相手方の両親との仲が悪いことを理由に離婚を希望されるという場合もあります。相手方の両親から自らの行っている家事、育児、仕事等に暴言を吐かれたり、嫌味をいわれたりして酷く心を傷つけている事案もあるところです。

もっとも、夫婦の関係が破綻しているかどうかはあくまで夫婦間の問題であって、両親との仲が悪いからといって簡単に離婚が認められるわけではありません。

ただ、相手方の両親との仲が悪い時に間に入って仲を取り持つことができるのはやはり相手方です。相手方が両親との仲が良くなるよう努力するわけでもなく、むしろ両親の肩を持つような態度を続ければ当然夫婦としての信用や愛情を失うことに繋がっていきます。

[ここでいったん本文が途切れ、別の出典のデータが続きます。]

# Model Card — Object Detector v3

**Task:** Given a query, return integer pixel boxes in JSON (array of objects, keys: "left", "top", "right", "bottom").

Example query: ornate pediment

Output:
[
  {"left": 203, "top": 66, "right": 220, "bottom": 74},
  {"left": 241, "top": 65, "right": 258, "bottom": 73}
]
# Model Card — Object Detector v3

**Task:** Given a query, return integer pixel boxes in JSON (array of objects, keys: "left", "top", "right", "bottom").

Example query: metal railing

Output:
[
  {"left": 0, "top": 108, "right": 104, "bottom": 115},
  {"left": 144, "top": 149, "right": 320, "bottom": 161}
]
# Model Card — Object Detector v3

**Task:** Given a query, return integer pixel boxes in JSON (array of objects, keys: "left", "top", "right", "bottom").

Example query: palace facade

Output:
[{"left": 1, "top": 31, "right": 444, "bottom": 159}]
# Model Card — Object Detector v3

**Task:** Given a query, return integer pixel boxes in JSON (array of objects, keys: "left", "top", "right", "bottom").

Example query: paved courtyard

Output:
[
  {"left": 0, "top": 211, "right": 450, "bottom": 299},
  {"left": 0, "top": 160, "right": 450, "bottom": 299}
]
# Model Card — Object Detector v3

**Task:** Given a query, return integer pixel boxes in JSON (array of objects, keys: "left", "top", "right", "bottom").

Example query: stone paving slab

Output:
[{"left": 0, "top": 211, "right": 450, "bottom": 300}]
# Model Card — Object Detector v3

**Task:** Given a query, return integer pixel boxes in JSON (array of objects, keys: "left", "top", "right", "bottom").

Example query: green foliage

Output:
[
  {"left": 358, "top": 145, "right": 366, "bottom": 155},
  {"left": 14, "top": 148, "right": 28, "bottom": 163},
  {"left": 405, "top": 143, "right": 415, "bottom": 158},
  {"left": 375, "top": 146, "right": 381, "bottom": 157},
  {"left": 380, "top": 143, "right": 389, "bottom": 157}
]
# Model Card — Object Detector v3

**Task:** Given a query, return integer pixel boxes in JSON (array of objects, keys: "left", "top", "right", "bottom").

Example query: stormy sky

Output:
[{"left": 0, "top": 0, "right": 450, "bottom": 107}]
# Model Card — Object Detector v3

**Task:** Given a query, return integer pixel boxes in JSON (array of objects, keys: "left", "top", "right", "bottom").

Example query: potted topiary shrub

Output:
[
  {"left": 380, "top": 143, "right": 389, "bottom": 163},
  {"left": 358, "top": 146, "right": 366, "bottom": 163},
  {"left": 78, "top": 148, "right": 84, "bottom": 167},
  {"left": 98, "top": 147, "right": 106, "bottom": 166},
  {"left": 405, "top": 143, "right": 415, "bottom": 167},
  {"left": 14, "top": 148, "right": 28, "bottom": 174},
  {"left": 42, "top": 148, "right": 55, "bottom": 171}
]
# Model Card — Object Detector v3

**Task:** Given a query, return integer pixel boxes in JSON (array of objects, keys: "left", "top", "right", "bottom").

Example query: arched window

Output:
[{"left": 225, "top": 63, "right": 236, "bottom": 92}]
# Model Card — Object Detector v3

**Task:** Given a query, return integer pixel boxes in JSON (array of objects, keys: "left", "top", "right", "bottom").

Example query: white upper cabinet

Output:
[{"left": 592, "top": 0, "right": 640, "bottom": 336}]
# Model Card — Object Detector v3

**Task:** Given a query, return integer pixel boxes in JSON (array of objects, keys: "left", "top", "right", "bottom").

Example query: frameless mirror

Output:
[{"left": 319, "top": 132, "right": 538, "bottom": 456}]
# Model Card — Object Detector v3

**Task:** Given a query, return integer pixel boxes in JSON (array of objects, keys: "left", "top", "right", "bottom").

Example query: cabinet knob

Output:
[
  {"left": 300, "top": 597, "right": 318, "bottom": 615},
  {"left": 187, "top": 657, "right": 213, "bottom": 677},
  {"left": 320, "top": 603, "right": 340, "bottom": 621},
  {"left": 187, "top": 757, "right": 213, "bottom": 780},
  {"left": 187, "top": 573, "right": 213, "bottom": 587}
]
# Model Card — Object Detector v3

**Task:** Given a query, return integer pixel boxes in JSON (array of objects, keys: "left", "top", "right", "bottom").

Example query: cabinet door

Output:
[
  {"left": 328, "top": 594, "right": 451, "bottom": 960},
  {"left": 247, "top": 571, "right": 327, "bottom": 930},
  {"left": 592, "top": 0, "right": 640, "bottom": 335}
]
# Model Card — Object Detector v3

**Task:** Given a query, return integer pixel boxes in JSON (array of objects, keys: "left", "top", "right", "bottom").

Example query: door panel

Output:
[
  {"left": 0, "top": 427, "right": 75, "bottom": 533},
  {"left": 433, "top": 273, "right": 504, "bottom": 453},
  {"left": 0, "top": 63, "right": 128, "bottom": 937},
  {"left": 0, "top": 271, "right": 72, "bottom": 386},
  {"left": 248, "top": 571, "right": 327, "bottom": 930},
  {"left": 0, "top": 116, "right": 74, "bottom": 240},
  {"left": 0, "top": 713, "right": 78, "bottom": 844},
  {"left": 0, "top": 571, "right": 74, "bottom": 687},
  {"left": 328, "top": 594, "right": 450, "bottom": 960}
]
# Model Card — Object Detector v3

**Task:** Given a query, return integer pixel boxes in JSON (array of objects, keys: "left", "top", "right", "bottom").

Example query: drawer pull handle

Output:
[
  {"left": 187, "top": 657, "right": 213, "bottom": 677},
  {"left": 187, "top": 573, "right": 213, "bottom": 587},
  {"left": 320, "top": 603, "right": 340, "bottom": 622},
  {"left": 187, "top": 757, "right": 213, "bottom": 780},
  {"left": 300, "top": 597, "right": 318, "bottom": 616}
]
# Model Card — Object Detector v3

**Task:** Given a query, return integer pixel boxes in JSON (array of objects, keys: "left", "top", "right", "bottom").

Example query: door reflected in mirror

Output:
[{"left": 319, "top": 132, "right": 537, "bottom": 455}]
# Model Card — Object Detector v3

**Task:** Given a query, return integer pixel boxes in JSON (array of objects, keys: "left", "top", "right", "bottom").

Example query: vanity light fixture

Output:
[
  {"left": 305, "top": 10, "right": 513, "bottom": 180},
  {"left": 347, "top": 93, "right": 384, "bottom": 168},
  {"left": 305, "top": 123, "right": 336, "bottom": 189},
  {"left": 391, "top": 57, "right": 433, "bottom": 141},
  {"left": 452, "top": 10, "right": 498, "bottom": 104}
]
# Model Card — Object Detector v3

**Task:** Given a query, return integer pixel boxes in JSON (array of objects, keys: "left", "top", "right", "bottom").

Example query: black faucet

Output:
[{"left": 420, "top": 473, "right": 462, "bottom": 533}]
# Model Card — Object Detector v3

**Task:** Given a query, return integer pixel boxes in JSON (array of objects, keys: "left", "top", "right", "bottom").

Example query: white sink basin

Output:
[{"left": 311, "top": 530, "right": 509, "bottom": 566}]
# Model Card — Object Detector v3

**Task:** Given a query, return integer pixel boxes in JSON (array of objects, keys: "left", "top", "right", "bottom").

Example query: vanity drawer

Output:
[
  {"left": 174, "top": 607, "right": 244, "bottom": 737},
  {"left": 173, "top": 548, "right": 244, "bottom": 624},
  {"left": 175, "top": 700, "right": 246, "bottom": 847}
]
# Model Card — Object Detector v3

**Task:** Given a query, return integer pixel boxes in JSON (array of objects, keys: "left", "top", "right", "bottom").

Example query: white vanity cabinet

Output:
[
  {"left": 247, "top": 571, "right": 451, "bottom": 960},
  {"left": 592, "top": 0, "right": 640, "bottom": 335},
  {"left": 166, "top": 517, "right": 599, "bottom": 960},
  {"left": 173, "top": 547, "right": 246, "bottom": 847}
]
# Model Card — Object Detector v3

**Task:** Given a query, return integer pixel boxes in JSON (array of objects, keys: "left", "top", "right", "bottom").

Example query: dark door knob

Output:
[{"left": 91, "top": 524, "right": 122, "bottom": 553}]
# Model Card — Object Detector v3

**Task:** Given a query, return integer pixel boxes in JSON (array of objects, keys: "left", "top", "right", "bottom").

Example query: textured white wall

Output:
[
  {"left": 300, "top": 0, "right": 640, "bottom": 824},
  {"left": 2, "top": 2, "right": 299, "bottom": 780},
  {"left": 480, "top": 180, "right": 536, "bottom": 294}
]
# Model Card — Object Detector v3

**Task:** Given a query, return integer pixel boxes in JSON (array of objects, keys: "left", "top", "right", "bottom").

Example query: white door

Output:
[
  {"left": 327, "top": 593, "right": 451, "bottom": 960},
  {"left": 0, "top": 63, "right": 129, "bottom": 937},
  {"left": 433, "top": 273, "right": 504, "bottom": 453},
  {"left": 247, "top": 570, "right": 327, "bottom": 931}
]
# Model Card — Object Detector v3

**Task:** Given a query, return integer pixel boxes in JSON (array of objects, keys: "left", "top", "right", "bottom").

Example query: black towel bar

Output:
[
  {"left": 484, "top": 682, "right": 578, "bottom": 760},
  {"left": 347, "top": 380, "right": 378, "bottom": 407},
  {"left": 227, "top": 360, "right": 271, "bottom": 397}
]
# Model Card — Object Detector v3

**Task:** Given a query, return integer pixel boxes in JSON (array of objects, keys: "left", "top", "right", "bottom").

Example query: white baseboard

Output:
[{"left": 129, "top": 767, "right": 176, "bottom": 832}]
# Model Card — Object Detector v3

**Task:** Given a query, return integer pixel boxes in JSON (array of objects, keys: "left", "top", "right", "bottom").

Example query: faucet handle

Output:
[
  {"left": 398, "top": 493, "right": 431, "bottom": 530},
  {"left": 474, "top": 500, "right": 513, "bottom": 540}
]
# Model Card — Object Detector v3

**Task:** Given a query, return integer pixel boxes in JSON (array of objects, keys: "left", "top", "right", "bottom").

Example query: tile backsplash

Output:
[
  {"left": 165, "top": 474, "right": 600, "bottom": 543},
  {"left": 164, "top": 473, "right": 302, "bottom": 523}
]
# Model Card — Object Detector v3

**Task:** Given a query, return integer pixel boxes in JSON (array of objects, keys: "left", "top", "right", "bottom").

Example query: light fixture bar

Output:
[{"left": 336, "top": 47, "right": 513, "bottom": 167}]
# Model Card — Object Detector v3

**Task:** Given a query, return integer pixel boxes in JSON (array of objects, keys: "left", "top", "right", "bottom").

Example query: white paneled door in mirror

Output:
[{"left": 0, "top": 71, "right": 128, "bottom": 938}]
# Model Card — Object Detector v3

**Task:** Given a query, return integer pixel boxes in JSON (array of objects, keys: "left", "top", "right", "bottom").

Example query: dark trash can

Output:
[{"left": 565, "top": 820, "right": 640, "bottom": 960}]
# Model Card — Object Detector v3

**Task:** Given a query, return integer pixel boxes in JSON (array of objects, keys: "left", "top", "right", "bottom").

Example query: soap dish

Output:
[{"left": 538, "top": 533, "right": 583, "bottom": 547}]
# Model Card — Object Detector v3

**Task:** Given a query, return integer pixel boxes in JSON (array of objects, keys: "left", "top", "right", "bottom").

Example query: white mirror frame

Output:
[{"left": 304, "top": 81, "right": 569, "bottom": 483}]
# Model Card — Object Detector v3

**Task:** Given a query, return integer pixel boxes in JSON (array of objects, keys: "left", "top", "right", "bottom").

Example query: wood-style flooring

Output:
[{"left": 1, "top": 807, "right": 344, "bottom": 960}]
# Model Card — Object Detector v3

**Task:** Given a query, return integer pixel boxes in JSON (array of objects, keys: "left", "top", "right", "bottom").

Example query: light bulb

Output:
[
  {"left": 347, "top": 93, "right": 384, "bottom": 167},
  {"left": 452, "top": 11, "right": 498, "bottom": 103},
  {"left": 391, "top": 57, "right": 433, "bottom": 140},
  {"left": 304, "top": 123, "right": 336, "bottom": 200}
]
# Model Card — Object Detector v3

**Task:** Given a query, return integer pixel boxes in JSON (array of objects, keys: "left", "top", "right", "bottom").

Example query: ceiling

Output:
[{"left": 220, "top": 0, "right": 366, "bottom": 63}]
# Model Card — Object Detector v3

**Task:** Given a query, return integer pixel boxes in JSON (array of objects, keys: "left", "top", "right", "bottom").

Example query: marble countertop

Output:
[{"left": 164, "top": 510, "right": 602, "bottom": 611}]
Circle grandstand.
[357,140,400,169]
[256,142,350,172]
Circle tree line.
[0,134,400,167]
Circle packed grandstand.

裁判例も、相手方が両親との仲の悪い状態にあることを知りながら、関係を改善するための積極的な努力をしない状態が続いた等の事情があれば、離婚原因になると認めています(津地四日市支判昭和37年11月8日判タ148号92頁、名古屋地岡崎支判昭和43年1月29日判時515号74頁)。

ですので、相手方の両親との仲が悪いことを理由に離婚を希望する場合には、具体的には相手方の両親とどのようなことがあったのか、それに対する相手方の態度はどうだったのか、そのような期間がどの程度続いているのかを聴き取らせていただいた上で、裏付けとなる証拠の有無も確認させていただくようにしています。

なお、簡単には離婚が認められる理由にはならないことは既に述べたとおりですので、その他に離婚の原因はないかについても確認する必要がある場合もあろうかと思います。